3月17日の参議院厚生労働委員会において、現行の健康保険証を廃止し、マイナンバーカードと一体化させる問題について、野党国会議員が取り上げ、質疑が行われました。質疑を通じて、患者、国民や医療・介護現場の混乱、懸念をまったく省みず、保険証廃止ありきで問題を放置したまま見切り発車している状況が浮き彫りとなりました。質疑の主な内容を紹介します。
なぜ現行の健康保険証を交付しないのか
高木真理議員(立憲)は、マイナ保険証を選ばない人について、本人の申請により、最長1年の有効期間の資格確認書の発行が検討されていることについて、手間や混乱が増えるのではないかと指摘。なぜ健康保険証を交付しないのかと質した。
伊原保険局長は、「マイナ保険証で多くのデータに基づいたより良い医療を受けることが可能になる。医療機関や保険者にとっても事務コストが削減されるメリットがある」と強弁し、資格確認書については、交付方法や交付対象者が現在の健康保険証と異なることから、被保険者に誤解が生じないよう、名称も変更した上で新たに資格確認書を創設したと説明した。
高木議員はさらに子どもが修学旅行に行く際に保険証のコピーを持たせるが、これはどうなるのかと質問した。これに対し、伊原保険局長は、今後、具体的にどうするかは文科省などと検討すると述べるに留まった。
介護現場におけるトラブルの懸念を指摘
芳賀道也議員(無所属)は、マイナカードは実印登録をしている印鑑証明書と同じくらい大事だと考える人が多く、マイナ保険証の利用実態は極端に低い。マイナ保険証を作ったけれど持ち歩きたくない人のために、紙の保険証は無くすべきではないと追求した。

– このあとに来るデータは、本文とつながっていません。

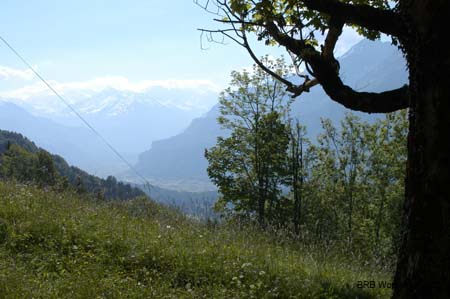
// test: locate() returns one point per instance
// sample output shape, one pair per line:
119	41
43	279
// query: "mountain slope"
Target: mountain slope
77	178
129	120
371	66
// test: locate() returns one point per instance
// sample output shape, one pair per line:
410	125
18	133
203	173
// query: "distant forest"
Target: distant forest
23	161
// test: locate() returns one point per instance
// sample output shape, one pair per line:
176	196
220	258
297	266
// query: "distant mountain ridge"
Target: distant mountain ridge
369	66
109	188
130	121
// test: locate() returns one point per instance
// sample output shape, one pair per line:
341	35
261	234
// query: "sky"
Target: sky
127	43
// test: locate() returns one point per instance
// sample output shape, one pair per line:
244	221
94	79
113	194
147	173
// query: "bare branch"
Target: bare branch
386	21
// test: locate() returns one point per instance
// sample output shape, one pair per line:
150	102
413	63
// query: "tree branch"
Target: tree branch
366	16
326	70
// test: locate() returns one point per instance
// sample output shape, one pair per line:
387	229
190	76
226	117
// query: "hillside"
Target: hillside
371	66
151	114
25	155
61	245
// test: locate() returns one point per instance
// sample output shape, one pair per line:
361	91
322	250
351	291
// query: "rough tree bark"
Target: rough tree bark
421	27
423	269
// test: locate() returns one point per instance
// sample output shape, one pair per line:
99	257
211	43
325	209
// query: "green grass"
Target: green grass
56	245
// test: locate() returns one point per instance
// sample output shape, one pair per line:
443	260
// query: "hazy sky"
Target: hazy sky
129	40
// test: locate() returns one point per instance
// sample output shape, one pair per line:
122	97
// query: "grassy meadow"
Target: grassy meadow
65	245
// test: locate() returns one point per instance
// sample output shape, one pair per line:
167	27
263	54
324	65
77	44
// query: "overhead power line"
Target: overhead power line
60	97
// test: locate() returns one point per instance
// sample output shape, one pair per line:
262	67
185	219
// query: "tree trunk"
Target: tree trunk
423	268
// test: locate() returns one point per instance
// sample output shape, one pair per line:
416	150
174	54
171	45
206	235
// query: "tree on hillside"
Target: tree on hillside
419	28
247	166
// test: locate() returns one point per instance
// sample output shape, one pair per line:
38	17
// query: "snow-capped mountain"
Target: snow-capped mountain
129	120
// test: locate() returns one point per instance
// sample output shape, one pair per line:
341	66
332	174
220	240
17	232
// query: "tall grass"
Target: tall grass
62	245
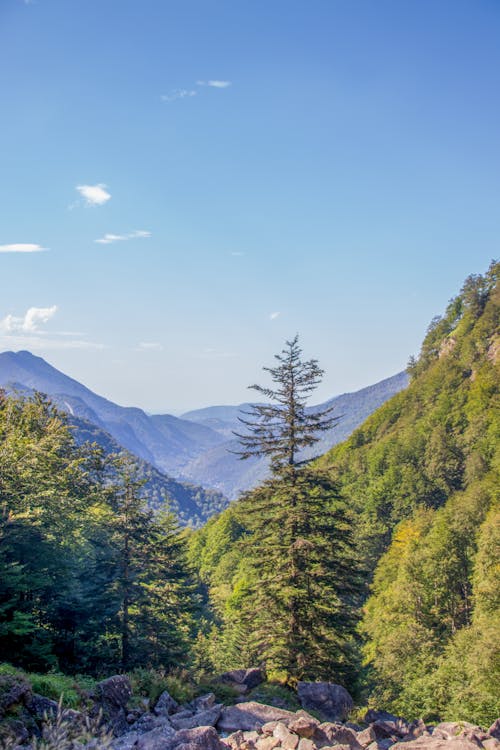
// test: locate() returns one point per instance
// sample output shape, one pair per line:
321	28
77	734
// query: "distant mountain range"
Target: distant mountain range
193	448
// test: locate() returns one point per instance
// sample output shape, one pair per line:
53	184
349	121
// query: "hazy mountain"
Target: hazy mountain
196	447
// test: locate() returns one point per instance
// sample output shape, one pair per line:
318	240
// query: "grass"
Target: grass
73	689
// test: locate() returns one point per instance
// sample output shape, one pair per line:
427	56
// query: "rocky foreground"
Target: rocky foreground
204	724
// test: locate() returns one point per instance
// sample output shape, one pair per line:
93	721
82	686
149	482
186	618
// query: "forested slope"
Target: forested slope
420	478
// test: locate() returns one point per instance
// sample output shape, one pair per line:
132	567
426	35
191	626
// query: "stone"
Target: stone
111	697
41	707
306	744
267	743
333	702
366	737
287	740
13	690
436	743
304	726
250	715
250	678
335	734
165	704
494	730
206	718
449	730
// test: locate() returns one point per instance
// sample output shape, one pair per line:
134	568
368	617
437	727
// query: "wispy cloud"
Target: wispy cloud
29	322
94	195
178	94
215	84
27	332
109	238
150	346
22	247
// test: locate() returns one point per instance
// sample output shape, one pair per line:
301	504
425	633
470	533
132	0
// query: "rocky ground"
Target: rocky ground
32	722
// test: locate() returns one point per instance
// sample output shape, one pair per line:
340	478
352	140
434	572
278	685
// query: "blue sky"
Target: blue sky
255	169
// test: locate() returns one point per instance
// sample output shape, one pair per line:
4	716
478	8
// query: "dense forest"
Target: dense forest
417	485
375	566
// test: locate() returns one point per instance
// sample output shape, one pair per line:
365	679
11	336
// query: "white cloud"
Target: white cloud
214	84
94	195
22	247
178	94
26	332
109	238
150	346
29	322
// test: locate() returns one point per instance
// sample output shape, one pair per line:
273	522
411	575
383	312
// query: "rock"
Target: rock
335	734
494	730
203	702
115	691
250	715
249	678
165	704
268	743
449	730
287	740
304	726
306	744
436	743
13	690
330	700
206	718
111	697
156	739
366	737
41	707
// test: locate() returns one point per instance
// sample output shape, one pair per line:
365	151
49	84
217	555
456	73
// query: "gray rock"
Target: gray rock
250	678
206	718
250	715
165	704
13	690
330	700
494	730
111	697
436	743
329	733
41	707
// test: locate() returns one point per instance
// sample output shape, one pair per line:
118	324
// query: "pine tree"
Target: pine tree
303	571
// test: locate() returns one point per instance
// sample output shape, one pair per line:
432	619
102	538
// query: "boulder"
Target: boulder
328	734
494	730
13	690
165	704
243	678
206	718
436	743
250	715
303	725
288	740
333	702
111	697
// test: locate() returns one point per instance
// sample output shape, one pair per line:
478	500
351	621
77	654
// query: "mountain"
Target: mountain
218	467
195	448
421	477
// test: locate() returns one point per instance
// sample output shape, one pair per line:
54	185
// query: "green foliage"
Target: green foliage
90	579
424	473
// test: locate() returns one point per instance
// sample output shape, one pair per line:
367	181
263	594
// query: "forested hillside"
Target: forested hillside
418	483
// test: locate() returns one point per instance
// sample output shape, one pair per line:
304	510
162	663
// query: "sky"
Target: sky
186	184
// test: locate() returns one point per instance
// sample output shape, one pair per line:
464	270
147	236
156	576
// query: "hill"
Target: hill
421	478
196	448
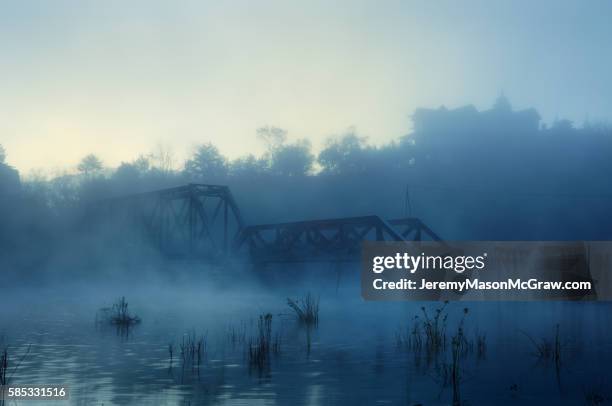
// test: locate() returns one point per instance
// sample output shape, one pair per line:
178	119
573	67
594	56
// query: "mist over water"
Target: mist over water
214	325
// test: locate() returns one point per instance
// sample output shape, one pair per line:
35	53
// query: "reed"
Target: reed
4	365
118	314
435	328
263	344
306	309
193	348
547	349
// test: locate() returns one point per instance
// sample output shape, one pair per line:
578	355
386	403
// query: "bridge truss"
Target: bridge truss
195	220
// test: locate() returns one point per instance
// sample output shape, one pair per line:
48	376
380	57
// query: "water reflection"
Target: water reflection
352	356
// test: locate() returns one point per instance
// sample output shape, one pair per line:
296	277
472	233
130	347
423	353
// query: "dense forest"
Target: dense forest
497	174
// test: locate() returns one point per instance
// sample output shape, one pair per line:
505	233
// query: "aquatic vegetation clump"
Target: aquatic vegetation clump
4	365
118	315
306	309
262	345
435	328
547	349
193	348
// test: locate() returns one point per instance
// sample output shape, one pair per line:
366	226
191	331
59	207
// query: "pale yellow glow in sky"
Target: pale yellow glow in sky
116	78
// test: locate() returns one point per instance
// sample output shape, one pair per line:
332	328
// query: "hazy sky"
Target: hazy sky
118	77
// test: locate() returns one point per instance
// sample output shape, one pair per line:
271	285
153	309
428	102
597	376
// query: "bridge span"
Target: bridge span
204	222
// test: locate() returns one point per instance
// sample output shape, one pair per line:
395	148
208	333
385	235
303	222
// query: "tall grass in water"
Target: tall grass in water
193	348
306	309
4	367
547	349
118	314
435	328
262	345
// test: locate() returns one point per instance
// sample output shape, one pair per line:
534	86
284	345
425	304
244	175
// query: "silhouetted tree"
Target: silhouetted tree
163	158
292	159
248	167
273	137
90	164
345	155
206	162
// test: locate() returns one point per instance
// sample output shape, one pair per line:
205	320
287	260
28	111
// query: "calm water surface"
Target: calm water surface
351	357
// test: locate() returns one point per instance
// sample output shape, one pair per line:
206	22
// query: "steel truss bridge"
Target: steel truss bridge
204	221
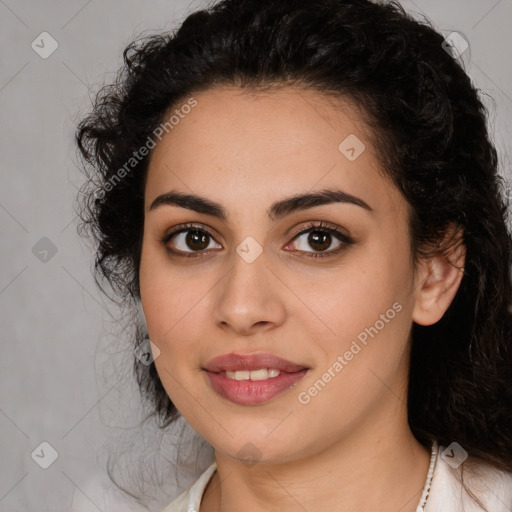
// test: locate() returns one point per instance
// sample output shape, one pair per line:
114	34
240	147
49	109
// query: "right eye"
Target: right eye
188	239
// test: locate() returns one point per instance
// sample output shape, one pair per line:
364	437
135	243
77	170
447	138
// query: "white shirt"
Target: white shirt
491	486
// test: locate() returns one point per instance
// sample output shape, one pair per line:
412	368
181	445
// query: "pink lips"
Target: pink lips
248	392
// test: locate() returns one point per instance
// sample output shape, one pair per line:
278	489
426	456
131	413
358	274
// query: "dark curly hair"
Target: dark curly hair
428	126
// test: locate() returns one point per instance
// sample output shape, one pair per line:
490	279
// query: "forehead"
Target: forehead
240	144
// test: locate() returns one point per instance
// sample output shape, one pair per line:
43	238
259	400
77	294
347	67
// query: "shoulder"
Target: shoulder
452	480
190	499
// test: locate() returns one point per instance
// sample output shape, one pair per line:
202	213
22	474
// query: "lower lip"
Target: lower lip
252	392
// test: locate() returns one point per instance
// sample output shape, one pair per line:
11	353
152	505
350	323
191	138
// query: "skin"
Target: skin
350	448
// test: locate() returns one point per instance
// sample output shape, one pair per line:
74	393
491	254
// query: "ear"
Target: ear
438	279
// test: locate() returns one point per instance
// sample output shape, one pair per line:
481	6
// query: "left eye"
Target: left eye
319	239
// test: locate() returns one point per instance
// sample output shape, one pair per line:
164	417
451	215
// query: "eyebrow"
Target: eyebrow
276	211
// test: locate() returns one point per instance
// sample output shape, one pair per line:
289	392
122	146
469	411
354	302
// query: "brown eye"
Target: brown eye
320	238
188	240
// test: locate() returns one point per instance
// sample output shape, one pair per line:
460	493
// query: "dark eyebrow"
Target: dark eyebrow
278	210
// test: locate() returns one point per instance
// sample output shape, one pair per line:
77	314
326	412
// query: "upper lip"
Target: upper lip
234	362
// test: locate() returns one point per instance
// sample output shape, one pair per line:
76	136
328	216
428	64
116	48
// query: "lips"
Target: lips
252	392
233	362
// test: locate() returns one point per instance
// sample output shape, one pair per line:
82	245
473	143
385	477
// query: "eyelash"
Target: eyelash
314	226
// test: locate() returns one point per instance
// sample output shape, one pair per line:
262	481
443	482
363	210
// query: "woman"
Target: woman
304	199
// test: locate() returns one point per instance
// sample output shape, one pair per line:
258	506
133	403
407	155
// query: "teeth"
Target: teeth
262	374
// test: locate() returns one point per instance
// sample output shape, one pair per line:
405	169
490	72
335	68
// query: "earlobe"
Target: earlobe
438	279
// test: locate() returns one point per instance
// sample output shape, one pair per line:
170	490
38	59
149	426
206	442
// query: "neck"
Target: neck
372	469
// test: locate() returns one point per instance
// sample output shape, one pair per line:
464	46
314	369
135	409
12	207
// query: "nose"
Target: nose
250	298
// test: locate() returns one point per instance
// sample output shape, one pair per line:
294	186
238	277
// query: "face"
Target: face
335	300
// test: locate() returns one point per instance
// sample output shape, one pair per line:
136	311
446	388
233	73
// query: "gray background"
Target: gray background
65	366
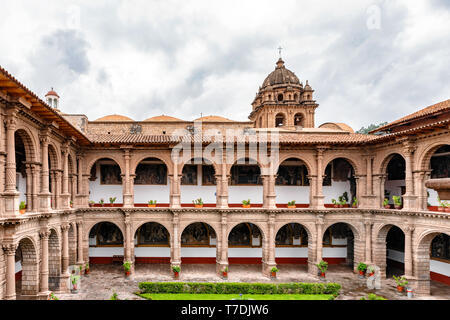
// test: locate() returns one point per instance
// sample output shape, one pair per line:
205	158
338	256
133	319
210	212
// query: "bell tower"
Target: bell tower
283	102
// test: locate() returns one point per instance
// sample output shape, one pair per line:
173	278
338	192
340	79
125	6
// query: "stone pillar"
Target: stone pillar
409	197
408	252
64	283
270	263
44	234
10	251
65	196
80	254
126	189
176	259
224	244
11	195
368	233
319	246
45	195
29	196
318	196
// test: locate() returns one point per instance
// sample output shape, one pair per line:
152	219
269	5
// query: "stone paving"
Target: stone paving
103	280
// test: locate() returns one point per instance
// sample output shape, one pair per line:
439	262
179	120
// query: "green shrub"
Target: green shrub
237	288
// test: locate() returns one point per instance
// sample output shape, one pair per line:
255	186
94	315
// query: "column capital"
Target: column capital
44	234
10	248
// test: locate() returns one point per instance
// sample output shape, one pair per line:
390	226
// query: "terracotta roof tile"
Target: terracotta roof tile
435	108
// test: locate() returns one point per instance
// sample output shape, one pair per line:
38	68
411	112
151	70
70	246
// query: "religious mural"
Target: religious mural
197	234
151	174
110	174
107	234
153	234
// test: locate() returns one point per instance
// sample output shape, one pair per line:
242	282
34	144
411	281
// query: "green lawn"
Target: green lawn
187	296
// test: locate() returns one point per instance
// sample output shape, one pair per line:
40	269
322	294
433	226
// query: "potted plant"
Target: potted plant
225	272
291	204
111	201
198	203
74	280
362	267
22	207
370	271
386	204
401	283
323	267
273	272
355	203
397	202
334	202
127	268
176	271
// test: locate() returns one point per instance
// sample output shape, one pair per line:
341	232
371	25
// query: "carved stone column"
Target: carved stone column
408	252
368	234
10	251
176	259
224	245
409	197
11	195
65	196
64	284
318	196
44	234
45	195
126	189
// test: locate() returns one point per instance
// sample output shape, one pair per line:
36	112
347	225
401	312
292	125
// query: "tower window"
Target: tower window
280	97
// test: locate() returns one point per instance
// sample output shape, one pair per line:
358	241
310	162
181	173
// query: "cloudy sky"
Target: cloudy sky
368	61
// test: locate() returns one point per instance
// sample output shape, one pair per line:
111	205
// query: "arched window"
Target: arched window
279	120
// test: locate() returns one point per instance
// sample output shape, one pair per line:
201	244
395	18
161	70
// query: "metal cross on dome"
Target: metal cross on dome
279	50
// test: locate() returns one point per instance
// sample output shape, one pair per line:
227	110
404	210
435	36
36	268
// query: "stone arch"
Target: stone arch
164	159
421	258
112	157
31	151
424	158
357	247
30	266
380	244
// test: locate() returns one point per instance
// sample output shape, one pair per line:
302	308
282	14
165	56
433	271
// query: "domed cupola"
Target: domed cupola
283	102
280	76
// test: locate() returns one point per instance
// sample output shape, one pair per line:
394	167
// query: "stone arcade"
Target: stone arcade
58	163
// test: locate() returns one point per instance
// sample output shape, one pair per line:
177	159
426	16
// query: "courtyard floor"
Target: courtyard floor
103	280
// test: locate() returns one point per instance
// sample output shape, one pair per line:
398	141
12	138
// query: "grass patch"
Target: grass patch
200	296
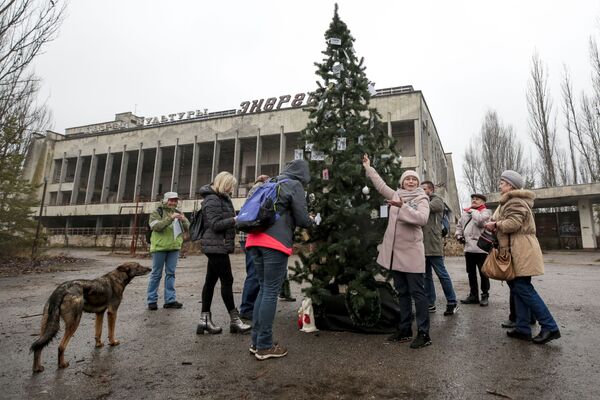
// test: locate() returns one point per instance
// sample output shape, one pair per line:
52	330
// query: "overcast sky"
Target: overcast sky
160	57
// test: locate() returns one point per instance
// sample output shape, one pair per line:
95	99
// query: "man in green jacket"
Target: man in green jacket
168	225
434	253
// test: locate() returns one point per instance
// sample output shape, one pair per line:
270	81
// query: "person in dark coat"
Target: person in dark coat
218	241
270	250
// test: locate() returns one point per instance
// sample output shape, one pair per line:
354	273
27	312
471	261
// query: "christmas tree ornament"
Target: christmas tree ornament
318	219
347	56
316	155
371	89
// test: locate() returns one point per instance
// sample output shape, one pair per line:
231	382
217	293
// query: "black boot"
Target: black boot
206	325
237	325
471	299
285	294
484	300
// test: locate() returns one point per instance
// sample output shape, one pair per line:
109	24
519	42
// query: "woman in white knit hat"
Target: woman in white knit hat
514	222
403	252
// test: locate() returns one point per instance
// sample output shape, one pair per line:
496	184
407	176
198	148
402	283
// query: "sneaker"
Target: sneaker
451	309
246	316
546	336
471	299
400	337
173	304
275	351
484	301
421	341
508	324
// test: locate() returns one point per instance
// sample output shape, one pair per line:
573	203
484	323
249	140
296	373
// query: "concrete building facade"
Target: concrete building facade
100	175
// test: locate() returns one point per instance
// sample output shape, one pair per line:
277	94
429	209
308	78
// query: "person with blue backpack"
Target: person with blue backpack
434	252
251	286
270	246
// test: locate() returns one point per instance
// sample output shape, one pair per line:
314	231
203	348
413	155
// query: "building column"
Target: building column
176	162
76	179
61	179
157	168
194	172
98	225
418	154
258	155
282	145
586	220
89	192
236	161
138	173
216	155
106	180
122	174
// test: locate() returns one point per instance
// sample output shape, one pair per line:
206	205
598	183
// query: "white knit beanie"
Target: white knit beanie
409	173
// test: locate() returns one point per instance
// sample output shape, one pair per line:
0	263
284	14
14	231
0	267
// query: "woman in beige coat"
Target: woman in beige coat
513	221
402	251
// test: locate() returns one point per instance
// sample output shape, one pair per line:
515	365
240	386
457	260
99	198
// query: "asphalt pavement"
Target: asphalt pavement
161	357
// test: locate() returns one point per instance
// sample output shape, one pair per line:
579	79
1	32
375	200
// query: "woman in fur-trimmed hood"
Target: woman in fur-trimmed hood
515	225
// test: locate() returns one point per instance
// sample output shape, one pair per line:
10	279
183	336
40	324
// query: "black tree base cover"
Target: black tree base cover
333	313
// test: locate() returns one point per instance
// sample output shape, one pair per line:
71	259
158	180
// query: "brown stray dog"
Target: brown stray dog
71	298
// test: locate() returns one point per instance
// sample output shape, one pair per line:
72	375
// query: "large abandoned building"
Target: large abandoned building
104	179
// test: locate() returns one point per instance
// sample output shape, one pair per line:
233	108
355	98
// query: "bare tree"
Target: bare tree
494	150
539	105
571	124
25	27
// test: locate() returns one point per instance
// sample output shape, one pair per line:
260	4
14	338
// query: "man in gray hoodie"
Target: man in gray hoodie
270	250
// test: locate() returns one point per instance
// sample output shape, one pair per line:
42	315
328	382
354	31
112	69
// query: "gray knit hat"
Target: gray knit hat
513	178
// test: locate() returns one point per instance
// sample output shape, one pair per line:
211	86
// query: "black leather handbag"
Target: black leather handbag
487	241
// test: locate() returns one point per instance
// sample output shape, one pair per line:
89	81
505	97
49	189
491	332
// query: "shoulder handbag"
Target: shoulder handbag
498	264
487	241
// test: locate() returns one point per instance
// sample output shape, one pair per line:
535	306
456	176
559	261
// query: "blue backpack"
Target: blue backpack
445	221
260	209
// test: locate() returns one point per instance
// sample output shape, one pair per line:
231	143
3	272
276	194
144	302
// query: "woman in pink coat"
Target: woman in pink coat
402	251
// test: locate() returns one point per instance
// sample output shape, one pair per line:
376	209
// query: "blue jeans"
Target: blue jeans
411	285
251	286
527	302
168	259
271	268
436	263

加藤厚労大臣は、メリットを享受するためにもマイナ保険証で受診してほしい。安全性についてしっかり周知啓発に努力していきたいと述べるに留まり、国民の不安・懸念を省みない姿勢に終始した。
芳賀議員は、保険証廃止による介護現場での影響についても取り上げた。介護施設では、入居者は医療や介護の被保険者証を施設に預ける場合が多い。保険証をなくしてマイナカードに一本化してしまえば、受診のために施設がマイナカードを預かり、場合によっては暗証番号も伝えることになる。芳賀議員は、入居者の各種情報に施設職員がアクセス可能になった場合の事件やトラブルの懸念を指摘し、介護施設入居者のマイナ保険証の取り扱いと入居者の機密保持について厚労省としてどのような対策を考えているのかと質した。
伊原局長は、今後関係省庁と連携し、関係団体の意見も聞きながら、国民の混乱なくより良い医療が受けられるように、暗証番号の取り扱いや第三者によるカードの取り扱いについて具体策を取りまとめて丁寧に示していくとした。
芳賀議員は、問題があるとわかっているのに、それをどうするかが決まらずに制度が進んでいることは問題だと批判した。さらに、資格確認書が1年の有効期限とされていることについて、介護施設の職員から複数の入居者の資格確認書を毎年切れ目なく申請するのは絶対に無理だとの声があがっているとして、厚労省の見解を質した。伊原局長は、資格確認書の期限が切れる時期がきたら個別勧奨をする。それでも実際に申請が無い場合は、保険者の側から資格確認書を送る対応も可能との認識を示した。